As a collaborator in the performing and media arts, recent credits include multimedia and sound design for Between 5 Cows and the Deep Blue Sea… (2022) for Esplanade’s Kalaa Utsavam Festival, multimedia design for Kepaten Obor – Igniting a Weathered Torch (2022) for Esplanade’s Pesta Raya Festival, _ Can Change (2021) with The Necessary Stage, and (un)becoming (2021) at T:>Works’ N.O.W. Festival. Other sound design credits include An Impression (2021) with T.H.E. Dance Company, NO FLASH (2021), an audio-fiction podcast for National Gallery Singapore.
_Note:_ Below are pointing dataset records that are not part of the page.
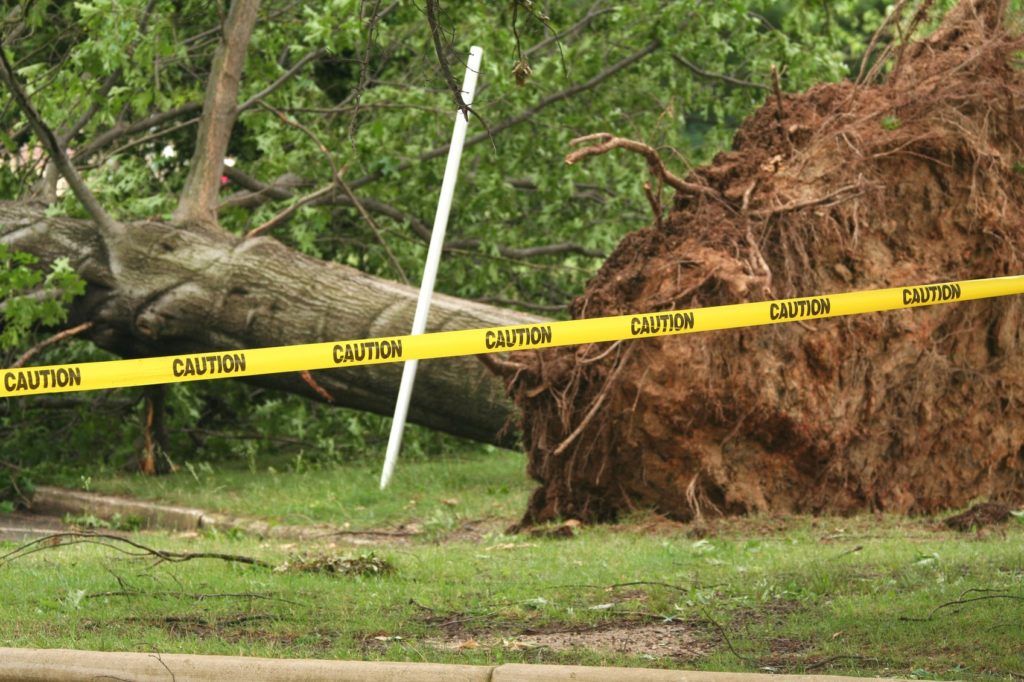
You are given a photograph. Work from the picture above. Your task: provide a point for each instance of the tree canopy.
(344, 112)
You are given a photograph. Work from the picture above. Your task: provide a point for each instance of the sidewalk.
(73, 666)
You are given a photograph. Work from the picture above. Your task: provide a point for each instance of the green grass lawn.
(870, 595)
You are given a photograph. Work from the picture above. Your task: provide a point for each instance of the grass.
(859, 596)
(437, 494)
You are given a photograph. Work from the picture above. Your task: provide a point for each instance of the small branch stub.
(654, 164)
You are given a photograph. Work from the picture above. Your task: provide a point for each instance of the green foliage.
(32, 298)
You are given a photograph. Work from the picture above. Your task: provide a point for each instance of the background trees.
(355, 89)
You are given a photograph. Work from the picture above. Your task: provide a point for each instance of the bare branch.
(719, 77)
(108, 225)
(281, 80)
(509, 302)
(525, 115)
(433, 12)
(530, 252)
(69, 133)
(45, 343)
(654, 163)
(330, 195)
(198, 204)
(120, 130)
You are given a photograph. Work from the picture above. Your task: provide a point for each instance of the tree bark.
(159, 289)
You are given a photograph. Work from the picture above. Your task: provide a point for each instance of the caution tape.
(254, 361)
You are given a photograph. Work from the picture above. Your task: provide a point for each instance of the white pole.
(433, 258)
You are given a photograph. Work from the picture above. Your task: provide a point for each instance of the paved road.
(20, 526)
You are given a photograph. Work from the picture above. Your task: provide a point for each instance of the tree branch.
(330, 196)
(720, 77)
(525, 115)
(108, 225)
(56, 338)
(198, 204)
(433, 12)
(69, 133)
(654, 163)
(120, 130)
(281, 80)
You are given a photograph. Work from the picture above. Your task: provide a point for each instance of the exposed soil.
(844, 187)
(979, 516)
(675, 640)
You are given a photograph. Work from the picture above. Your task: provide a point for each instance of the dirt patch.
(237, 628)
(847, 186)
(675, 640)
(979, 516)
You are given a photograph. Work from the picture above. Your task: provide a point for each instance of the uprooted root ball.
(844, 187)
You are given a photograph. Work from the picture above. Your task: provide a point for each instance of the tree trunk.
(159, 290)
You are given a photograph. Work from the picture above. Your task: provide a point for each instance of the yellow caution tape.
(253, 361)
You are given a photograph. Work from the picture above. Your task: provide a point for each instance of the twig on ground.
(198, 596)
(830, 659)
(725, 637)
(127, 546)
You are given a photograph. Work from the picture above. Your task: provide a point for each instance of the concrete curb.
(74, 666)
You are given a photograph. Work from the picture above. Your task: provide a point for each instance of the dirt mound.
(844, 187)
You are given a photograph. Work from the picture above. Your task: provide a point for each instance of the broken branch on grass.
(123, 545)
(654, 163)
(961, 602)
(200, 596)
(56, 338)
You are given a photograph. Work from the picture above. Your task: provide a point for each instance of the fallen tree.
(158, 289)
(846, 186)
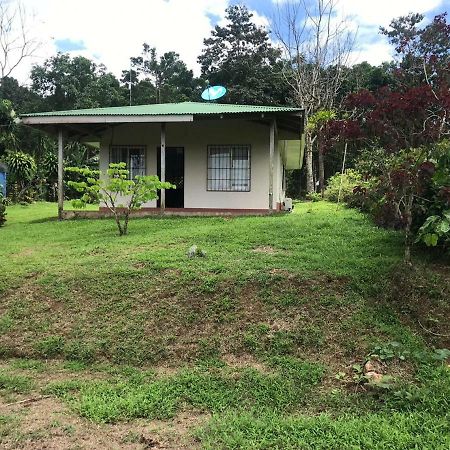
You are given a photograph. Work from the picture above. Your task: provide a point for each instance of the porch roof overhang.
(87, 125)
(288, 118)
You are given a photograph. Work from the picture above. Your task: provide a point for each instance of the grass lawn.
(124, 342)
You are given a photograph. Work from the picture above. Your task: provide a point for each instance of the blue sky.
(110, 32)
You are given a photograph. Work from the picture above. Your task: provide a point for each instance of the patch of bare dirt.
(49, 424)
(25, 252)
(265, 249)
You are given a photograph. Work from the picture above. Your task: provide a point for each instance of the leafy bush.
(2, 210)
(22, 171)
(435, 229)
(117, 192)
(343, 183)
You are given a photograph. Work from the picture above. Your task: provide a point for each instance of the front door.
(174, 175)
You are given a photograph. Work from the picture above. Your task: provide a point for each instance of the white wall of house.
(195, 138)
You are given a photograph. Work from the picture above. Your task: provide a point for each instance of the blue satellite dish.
(213, 92)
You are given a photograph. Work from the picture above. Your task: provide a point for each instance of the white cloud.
(381, 12)
(114, 31)
(366, 17)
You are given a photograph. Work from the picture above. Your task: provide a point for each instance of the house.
(223, 158)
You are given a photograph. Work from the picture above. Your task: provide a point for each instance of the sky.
(110, 31)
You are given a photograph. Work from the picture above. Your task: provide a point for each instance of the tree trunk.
(408, 217)
(309, 164)
(321, 171)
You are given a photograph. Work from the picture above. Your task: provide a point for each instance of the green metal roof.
(188, 108)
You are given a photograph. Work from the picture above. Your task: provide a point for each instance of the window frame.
(140, 147)
(248, 147)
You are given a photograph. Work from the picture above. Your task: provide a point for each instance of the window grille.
(229, 168)
(132, 155)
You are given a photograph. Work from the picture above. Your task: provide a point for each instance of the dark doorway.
(174, 175)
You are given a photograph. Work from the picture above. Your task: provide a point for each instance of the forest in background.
(389, 122)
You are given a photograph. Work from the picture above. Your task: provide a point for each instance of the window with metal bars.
(132, 155)
(229, 168)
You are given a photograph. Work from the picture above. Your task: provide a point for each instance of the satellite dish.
(213, 93)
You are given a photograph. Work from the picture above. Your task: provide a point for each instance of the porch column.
(60, 174)
(163, 166)
(271, 161)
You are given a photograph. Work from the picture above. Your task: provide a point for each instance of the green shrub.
(346, 183)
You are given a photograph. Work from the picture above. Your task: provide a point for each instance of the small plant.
(313, 197)
(389, 351)
(340, 187)
(50, 346)
(436, 229)
(117, 192)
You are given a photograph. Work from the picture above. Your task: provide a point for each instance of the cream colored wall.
(195, 137)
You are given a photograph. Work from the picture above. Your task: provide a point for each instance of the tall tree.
(411, 119)
(16, 40)
(317, 47)
(241, 57)
(162, 79)
(71, 83)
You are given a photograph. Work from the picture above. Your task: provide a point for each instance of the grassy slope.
(260, 327)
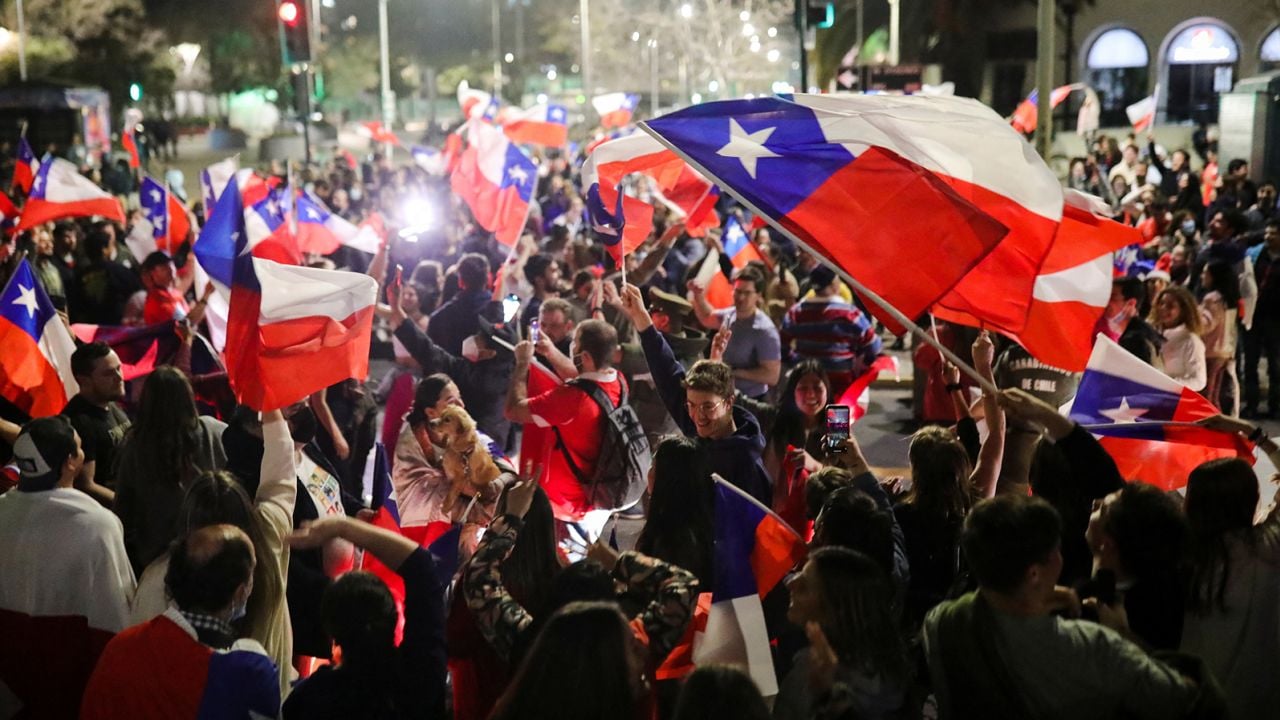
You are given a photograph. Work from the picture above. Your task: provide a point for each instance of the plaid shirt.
(210, 630)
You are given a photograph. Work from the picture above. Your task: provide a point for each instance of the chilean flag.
(754, 551)
(270, 233)
(9, 214)
(740, 250)
(323, 232)
(476, 103)
(1027, 114)
(542, 124)
(497, 181)
(59, 191)
(1142, 114)
(379, 133)
(1142, 418)
(677, 186)
(26, 168)
(35, 347)
(168, 218)
(1074, 283)
(872, 181)
(430, 159)
(291, 331)
(131, 145)
(615, 108)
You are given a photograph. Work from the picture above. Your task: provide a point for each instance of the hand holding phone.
(837, 428)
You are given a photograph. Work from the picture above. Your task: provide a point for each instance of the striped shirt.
(832, 332)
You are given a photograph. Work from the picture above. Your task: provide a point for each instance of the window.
(1270, 54)
(1116, 68)
(1201, 60)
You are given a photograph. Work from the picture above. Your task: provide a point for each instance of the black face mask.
(302, 425)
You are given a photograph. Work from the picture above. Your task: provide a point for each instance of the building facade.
(1185, 51)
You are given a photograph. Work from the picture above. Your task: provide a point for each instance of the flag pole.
(987, 386)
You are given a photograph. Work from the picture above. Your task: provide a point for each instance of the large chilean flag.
(59, 191)
(35, 347)
(291, 331)
(1143, 419)
(880, 183)
(497, 181)
(542, 124)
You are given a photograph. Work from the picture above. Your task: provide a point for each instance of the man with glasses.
(700, 401)
(754, 350)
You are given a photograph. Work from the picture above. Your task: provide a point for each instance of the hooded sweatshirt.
(736, 458)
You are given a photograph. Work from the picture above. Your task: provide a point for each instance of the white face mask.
(470, 350)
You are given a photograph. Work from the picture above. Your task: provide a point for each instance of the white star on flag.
(746, 147)
(1124, 414)
(27, 299)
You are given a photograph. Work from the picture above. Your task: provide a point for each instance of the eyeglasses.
(704, 408)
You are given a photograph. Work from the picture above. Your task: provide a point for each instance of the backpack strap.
(595, 392)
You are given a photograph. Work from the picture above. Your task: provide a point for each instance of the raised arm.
(278, 486)
(987, 470)
(667, 373)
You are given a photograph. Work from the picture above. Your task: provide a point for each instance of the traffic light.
(295, 31)
(819, 14)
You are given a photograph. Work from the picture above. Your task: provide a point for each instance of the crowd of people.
(168, 554)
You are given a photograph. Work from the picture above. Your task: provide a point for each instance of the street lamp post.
(1046, 26)
(653, 77)
(388, 104)
(22, 42)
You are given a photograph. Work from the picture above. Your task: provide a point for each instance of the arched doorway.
(1200, 60)
(1269, 54)
(1116, 67)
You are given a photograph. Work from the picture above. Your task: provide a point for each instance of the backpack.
(622, 468)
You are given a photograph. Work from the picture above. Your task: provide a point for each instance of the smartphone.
(837, 427)
(510, 306)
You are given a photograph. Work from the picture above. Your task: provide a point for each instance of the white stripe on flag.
(736, 636)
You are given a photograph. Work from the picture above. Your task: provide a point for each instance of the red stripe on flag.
(885, 197)
(39, 212)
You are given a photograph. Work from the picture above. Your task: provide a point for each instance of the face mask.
(240, 609)
(302, 425)
(470, 350)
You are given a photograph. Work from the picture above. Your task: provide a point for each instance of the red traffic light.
(289, 13)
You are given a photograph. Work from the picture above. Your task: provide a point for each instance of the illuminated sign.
(1202, 45)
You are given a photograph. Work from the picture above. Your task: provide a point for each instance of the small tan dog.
(466, 461)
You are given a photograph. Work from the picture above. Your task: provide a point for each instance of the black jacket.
(735, 458)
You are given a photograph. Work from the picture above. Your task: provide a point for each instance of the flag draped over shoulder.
(1143, 417)
(871, 182)
(291, 331)
(754, 551)
(35, 347)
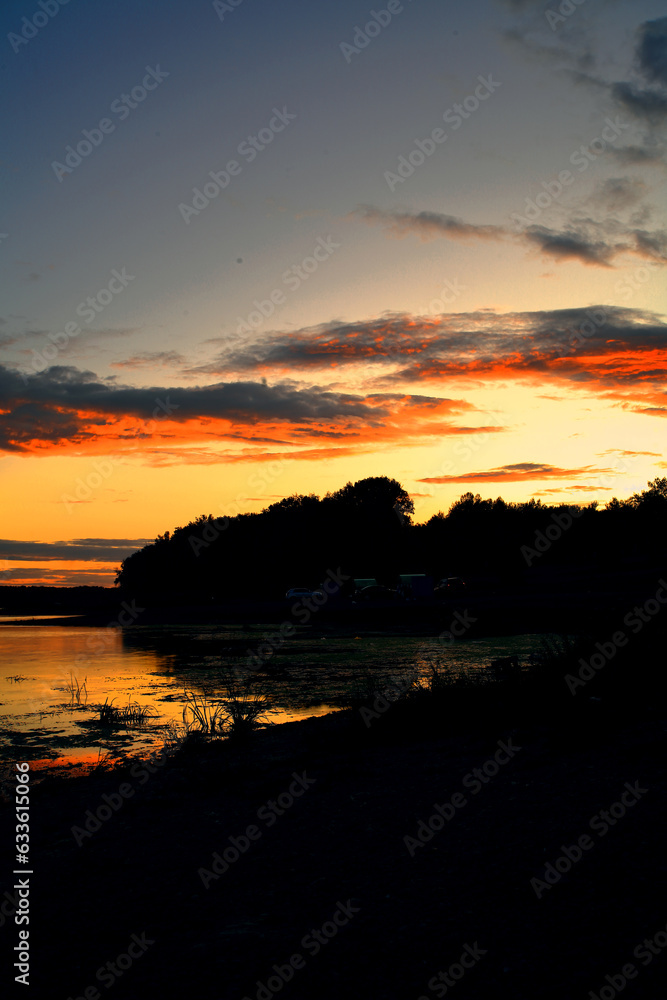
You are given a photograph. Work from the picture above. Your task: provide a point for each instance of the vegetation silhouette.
(366, 530)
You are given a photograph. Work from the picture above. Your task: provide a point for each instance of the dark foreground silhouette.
(517, 821)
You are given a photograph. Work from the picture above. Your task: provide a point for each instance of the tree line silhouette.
(366, 529)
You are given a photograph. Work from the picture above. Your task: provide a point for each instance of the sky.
(252, 249)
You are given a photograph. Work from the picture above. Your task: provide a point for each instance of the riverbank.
(311, 815)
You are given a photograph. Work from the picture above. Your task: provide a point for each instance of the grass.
(132, 714)
(242, 709)
(78, 692)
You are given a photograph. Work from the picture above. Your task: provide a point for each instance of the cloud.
(151, 359)
(591, 241)
(519, 472)
(600, 348)
(428, 225)
(67, 408)
(652, 50)
(103, 550)
(569, 246)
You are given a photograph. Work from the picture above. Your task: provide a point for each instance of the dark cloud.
(569, 246)
(652, 50)
(150, 359)
(649, 104)
(478, 344)
(428, 225)
(591, 241)
(615, 194)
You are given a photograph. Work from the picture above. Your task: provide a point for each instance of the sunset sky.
(435, 250)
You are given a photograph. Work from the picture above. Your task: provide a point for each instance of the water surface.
(54, 679)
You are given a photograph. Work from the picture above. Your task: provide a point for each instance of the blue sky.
(443, 242)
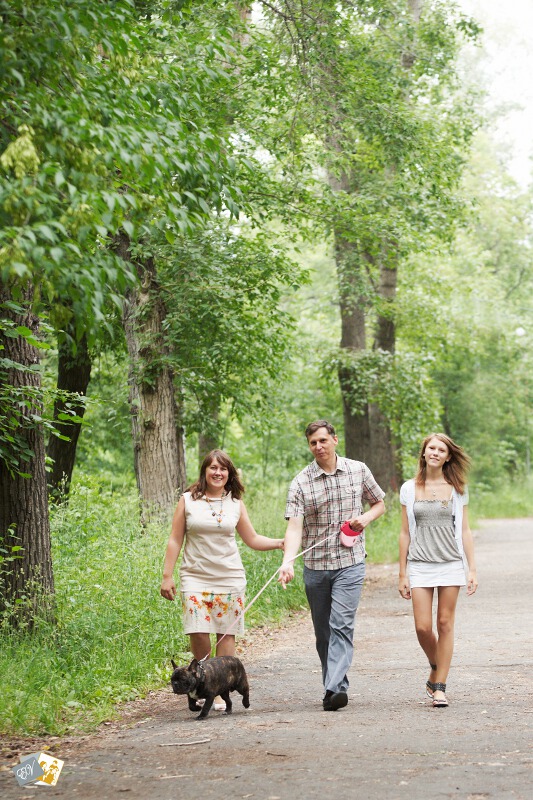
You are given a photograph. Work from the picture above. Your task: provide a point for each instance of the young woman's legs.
(439, 650)
(422, 612)
(447, 603)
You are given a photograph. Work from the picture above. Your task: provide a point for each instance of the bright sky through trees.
(507, 65)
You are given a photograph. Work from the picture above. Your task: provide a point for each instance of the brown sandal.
(430, 687)
(439, 702)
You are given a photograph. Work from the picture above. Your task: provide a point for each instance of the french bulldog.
(207, 679)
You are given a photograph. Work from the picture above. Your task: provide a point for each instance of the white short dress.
(434, 558)
(212, 577)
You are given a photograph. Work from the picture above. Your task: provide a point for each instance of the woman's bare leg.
(447, 603)
(423, 615)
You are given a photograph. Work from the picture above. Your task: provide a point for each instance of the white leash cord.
(260, 592)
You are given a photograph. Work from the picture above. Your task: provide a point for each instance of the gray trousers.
(333, 597)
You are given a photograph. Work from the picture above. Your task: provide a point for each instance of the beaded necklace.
(214, 513)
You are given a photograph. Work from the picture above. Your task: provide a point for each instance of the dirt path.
(388, 743)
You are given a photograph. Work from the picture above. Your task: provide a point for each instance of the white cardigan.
(407, 499)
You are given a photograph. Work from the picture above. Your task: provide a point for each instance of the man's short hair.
(319, 423)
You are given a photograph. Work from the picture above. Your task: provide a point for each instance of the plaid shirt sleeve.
(295, 500)
(372, 492)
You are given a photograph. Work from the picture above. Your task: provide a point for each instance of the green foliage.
(114, 634)
(400, 384)
(110, 120)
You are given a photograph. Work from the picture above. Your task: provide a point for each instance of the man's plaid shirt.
(325, 502)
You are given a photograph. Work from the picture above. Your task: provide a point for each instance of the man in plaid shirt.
(328, 492)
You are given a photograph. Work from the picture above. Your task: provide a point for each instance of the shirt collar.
(317, 471)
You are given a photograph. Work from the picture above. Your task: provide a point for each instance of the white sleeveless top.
(211, 560)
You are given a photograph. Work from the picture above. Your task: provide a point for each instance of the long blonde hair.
(454, 470)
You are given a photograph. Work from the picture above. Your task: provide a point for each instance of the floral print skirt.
(213, 612)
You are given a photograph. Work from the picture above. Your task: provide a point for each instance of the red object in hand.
(348, 535)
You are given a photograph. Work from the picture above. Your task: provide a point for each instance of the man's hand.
(286, 574)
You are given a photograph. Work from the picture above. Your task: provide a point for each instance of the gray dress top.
(435, 535)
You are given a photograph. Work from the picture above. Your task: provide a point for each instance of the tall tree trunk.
(159, 452)
(73, 376)
(386, 452)
(352, 304)
(26, 580)
(209, 438)
(386, 467)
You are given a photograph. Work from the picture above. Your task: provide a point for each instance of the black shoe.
(334, 700)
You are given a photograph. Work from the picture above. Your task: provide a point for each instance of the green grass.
(114, 635)
(508, 501)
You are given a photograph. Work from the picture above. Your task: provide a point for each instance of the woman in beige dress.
(212, 577)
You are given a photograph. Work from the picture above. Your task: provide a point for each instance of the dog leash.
(260, 592)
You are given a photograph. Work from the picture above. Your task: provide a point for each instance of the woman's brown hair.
(233, 484)
(455, 470)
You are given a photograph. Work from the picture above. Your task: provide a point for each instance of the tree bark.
(386, 463)
(159, 452)
(352, 305)
(26, 581)
(73, 376)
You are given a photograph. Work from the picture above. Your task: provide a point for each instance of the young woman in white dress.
(212, 577)
(436, 547)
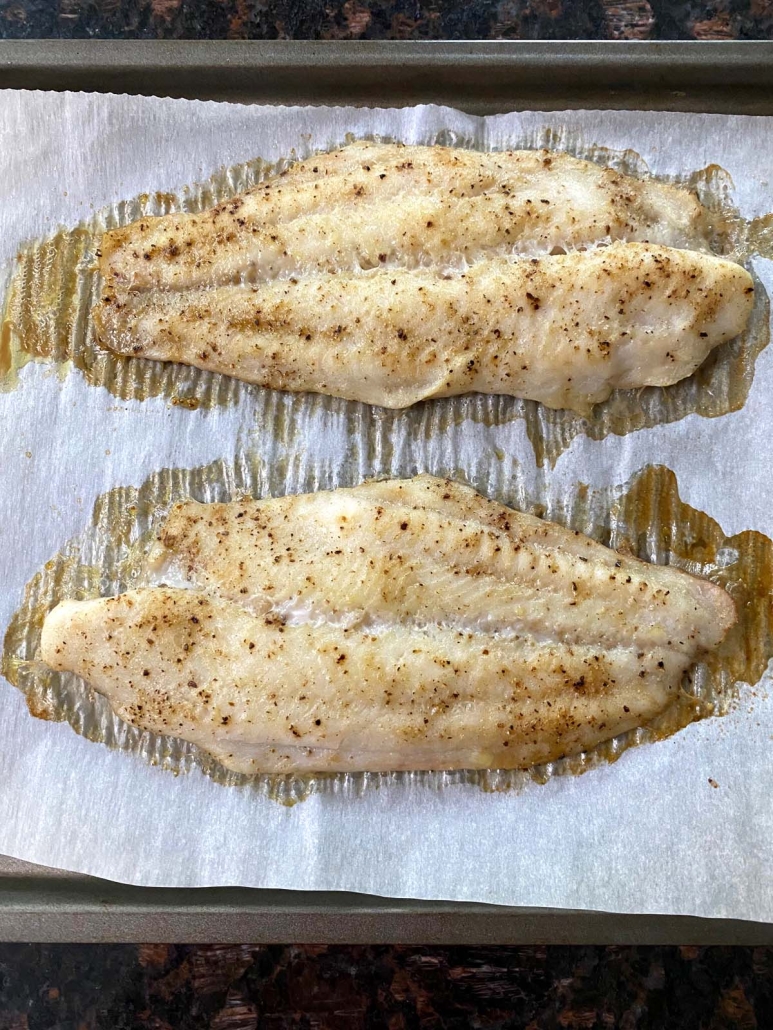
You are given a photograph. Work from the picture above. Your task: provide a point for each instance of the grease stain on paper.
(645, 517)
(47, 317)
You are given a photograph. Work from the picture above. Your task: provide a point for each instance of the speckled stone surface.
(241, 987)
(388, 19)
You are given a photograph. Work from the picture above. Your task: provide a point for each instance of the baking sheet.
(648, 833)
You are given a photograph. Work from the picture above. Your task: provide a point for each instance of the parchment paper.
(648, 833)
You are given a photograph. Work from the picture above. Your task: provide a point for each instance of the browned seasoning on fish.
(407, 624)
(391, 275)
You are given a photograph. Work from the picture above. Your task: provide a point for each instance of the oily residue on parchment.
(47, 317)
(46, 314)
(645, 518)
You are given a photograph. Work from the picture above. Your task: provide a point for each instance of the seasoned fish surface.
(372, 204)
(564, 330)
(397, 625)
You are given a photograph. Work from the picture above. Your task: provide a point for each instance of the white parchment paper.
(647, 834)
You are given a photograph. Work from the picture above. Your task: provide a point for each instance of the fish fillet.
(564, 330)
(397, 625)
(373, 204)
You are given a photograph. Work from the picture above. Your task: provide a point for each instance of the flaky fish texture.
(407, 624)
(374, 204)
(393, 274)
(564, 330)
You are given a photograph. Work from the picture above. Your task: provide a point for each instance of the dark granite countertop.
(242, 987)
(388, 19)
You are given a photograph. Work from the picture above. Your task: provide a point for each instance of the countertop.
(240, 987)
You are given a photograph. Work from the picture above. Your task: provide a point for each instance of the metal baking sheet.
(43, 904)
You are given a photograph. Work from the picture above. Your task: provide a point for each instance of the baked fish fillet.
(564, 330)
(372, 204)
(397, 625)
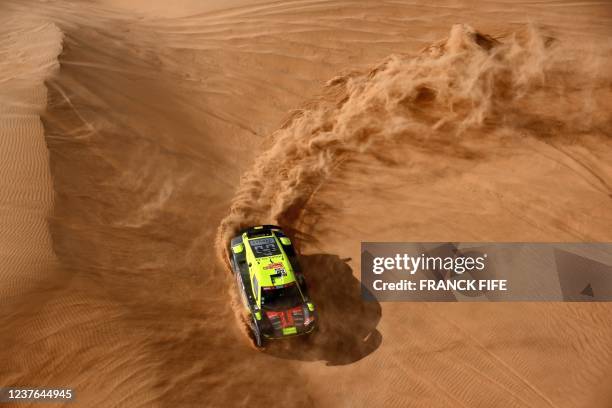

Workshop 2: Design Approaches and Practices for Community Care Models
Date: 23 Jan, Tuesday, 12pm – 2pm
Venue: LHS-TR+24 @ Hive
Click Here to sign up for this workshop.
As the emphasis shifts towards preventative medicine and social prescriptions for our ageing society, community-based care ecosystems become critical to alleviating the reliance on tertiary care services for ageing-in-place. How can we observe and converse with elders in the community spaces to understand their needs for a good life where support comes from the weak ties that we form among neighbours? As a care advocate who designs to nudge social policies through anthropological approaches and strategic design methods, Wendy will share her team’s work for clients in the social care sector, such as the Lien Foundation, Rainbow Center, Drama Box, and Arts Wok Collaborative.
Presenter: Wendy Chua
Based in Singapore and Berlin, Wendy Chua is an interdisciplinary design researcher, curator and educator. Her practice Forest & Whale, co-founded with Gustavo Maggio, envisages design as an agent of change to create an impact in social and environmental care. They design products, services and museum experiences that redefine the way we live, from homeware objects and furniture systems to new models of care in ageing societies. With accolades like the prestigious P*DA award and the 2023 EU S+T+ARTS residency, their work has been exhibited in the Milan Triennale Museum and the Museum of Craft and Design of San Francisco, among others.
Wendy is currently hanging out with elders in local coffeeshops, as part of Hack Kopitiam, to hack community spaces through community asset mapping, advocating practices of care. As a design anthropologist, swimming between the fields of marine science, environmental humanities and design, Wendy is also designing the conditions for interdisciplinary, art-science climate inquiry through Sensing Blooms Lab to make sense of coastal threats and harmful algal blooms.